The clues that led to DDR1 involved in metastasis as the putative receptor mediating HN-1 endocytosis are the following: (1) HN-1 is internalized in phosphate-buffered saline and its uptake is competitively inhibited; (2) HN-1 (TSPLNIHNGQKL) exhibits similarity with a stretch of amino acids in alpha5 beta3 integrin (KLLITIHDRKEF). Aside from two identical residues (Ile-His) in the middle, the overall distribution of polar and nonpolar residues throughout the sequences is nearly identical. As HN-1 sequence lacks the Arg-Gly-Asp motif recognized by integrins, HN-1 may interact with an "integrin-like" molecule. The tertiary structure of both peptides showed similarity at the 3-dimensional level; (3) HN-1 is internalized by attached cells but not by suspended cells. As culture plates are typically coated with collagen, collagen-binding receptor (expressed by adherent but not suspended cells) may represent the receptor for HN-1; (4) DDR1 is highly expressed in head and neck cancer (or breast cancer) targeted by HN-1; (5) Upon activation by collagen, DDR1 becomes internalized and compartmentalized in endosomes consistent with the determination of ’energy-dependent clathrin-mediated endocytosis’ as the HN-1 entry route and the identification of HN-1 entrapped vesicles as endosomes; and (6) DDR1 is essential for the development of mammary glands consistent with the common embryonic lineage rationale used to identify breast cancer as an additional target of HN-1. In summary, collagen-activated tyrosine kinase receptor DDR1 overexpressed in HNSCC assumes a critical role in metastasis. Further studies are warranted to assess HN-1 peptide’s interaction with DDR1 and the therapeutic potential of treating metastatic cancer. Additionally, advances in delivery (conformation, endocytic mechanism, repertoire of targeted cancers of HN-1 peptide), tracking (HN-1 conjugated imaging agents), and activity (HN-1 conjugated therapeutic agents) are described.

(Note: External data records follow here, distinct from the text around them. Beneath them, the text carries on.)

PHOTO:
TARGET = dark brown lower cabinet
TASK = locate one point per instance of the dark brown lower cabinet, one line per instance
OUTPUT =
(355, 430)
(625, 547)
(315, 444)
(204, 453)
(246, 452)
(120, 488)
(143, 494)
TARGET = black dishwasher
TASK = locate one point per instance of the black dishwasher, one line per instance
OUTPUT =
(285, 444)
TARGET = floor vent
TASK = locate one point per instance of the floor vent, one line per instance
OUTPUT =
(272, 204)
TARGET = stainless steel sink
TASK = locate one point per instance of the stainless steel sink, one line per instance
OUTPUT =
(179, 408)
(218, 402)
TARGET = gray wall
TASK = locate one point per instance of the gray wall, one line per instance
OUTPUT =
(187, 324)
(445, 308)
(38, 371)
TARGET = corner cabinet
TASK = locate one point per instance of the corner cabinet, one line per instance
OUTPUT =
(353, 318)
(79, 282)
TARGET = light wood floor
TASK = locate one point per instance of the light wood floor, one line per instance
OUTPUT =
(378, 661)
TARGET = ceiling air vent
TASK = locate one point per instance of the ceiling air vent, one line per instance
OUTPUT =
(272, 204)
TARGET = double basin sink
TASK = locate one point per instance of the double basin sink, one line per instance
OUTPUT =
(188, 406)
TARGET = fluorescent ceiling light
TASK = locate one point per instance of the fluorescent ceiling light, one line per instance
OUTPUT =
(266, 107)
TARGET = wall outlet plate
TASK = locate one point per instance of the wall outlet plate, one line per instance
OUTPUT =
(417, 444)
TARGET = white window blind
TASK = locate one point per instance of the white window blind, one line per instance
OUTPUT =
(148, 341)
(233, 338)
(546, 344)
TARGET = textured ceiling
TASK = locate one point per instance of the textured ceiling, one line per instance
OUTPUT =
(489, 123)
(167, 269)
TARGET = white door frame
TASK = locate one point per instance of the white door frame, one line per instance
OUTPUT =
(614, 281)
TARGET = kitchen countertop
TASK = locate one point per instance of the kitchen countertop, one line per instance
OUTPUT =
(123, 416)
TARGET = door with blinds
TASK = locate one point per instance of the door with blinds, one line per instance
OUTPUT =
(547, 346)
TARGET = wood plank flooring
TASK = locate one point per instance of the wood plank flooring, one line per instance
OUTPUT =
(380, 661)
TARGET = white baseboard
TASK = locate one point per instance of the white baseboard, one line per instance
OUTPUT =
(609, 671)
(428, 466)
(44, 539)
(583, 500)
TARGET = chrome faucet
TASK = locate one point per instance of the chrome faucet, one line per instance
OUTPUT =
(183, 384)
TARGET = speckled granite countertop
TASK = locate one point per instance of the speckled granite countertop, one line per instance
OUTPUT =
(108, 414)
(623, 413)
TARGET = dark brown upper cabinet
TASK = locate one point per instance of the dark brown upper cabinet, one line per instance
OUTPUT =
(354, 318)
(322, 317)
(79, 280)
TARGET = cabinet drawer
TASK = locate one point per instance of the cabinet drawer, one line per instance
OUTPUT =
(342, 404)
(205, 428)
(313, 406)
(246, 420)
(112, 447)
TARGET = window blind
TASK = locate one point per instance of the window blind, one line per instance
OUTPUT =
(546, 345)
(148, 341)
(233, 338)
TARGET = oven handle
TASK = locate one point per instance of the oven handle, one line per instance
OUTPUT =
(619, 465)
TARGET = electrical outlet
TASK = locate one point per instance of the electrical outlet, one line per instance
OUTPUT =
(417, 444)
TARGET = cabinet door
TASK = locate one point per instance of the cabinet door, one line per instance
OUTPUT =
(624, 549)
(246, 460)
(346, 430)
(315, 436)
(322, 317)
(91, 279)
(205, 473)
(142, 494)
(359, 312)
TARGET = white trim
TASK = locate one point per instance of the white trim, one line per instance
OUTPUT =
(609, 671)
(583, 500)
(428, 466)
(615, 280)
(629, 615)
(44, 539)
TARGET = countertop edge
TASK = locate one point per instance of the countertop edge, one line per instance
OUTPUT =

The discovery of DDR1 as HN-1 peptide’s putative receptor represents a significant advance as it enables identification of metastatic cancers or clinical application of previously developed therapeutics to block metastasis.
Core Tip: The side effects associated with current drugs are exacerbated by the accumulation of administered drugs in non-tumor tissues. To guide, various tumor-homing vectors have been developed though their delivery efficacy is limited by poor penetration into solid tumors. To resolve, the ‘tumor specifically internalizing peptide’ HN-1 was isolated via biopanning a phage-display library. HN-1 peptide targets human head and neck squamous cell carcinoma (breast, thyroid, potentially cervical, lung, uterine, colon cancer), translocates across the cell membrane and effectively penetrates solid tumors. Here, deciphering of the clues that pointed to discoidin domain receptor 1 as the putative receptor for HN-1 is described.